El Departamento de Defensa de Estados Unidos reconoció la existencia de una escasez de municiones provocada por la operación militar Epic Fury contra Irán, llevada a cabo entre el 28 de febrero y el 30 de junio de 2026. La información aparece en un informe publicado el lunes por el Inspector General del Pentágono, después de que la administración del presidente Donald Trump negara en los últimos meses que el ejército estadounidense estuviera racionando sus misiles e interceptores.
Según el documento, la operación costó aproximadamente 33.400 millones de dólares, de los cuales 22.300 millones de dólares se gastaron en las municiones utilizadas. El consumo redujo las reservas estratégicas y puso de manifiesto los cuellos de botella en la industria de reabastecimiento, aunque el Pentágono tomó medidas para acelerar la producción.
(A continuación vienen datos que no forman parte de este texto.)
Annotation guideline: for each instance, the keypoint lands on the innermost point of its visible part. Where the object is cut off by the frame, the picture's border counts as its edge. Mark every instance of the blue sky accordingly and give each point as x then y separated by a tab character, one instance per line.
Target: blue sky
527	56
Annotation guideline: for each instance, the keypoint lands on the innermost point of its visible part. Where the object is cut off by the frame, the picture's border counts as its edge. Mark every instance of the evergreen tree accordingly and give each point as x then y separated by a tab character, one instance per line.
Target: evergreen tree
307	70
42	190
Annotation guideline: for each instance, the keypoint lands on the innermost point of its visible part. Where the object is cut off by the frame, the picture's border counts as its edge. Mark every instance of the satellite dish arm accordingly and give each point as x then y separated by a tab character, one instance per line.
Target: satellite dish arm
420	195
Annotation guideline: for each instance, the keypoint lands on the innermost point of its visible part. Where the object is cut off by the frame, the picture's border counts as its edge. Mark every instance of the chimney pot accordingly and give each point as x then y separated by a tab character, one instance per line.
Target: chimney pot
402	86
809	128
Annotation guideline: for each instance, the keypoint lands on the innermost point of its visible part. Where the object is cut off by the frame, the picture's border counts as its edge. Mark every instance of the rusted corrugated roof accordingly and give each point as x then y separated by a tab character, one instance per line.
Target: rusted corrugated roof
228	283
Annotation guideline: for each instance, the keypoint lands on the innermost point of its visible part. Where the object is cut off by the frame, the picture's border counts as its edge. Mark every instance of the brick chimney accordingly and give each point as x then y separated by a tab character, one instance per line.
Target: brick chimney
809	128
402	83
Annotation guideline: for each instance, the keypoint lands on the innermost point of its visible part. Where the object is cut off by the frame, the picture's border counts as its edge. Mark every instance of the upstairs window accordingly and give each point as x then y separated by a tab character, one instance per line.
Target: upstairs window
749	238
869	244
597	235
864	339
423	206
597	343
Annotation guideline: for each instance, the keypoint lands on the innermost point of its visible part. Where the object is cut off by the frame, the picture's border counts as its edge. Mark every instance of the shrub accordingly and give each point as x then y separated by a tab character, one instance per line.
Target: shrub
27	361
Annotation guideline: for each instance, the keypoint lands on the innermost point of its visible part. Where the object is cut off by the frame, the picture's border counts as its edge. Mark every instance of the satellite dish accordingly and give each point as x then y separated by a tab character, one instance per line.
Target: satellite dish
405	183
En junio, la administración estadounidense rechazaba la información sobre la limitación del uso de misiles, mientras que Donald Trump afirmaba que Estados Unidos disponía de «cantidades enormes» o incluso «prácticamente ilimitadas» de municiones. Según la prensa, el déficit habría contribuido a la decisión del presidente de no ordenar nuevos ataques a gran escala contra Teherán durante el verano.
El informe, que analiza el período de abril a junio, también menciona daños importantes sufridos por las bases estadounidenses en Oriente Medio. Los ataques iraníes dañaron o destruyeron cientos de edificios e instalaciones en varios países. Entre las pérdidas militares figuran cuatro aviones F-15, un F-35, siete aviones cisterna KC-135 y hasta 30 drones MQ-9 Reaper.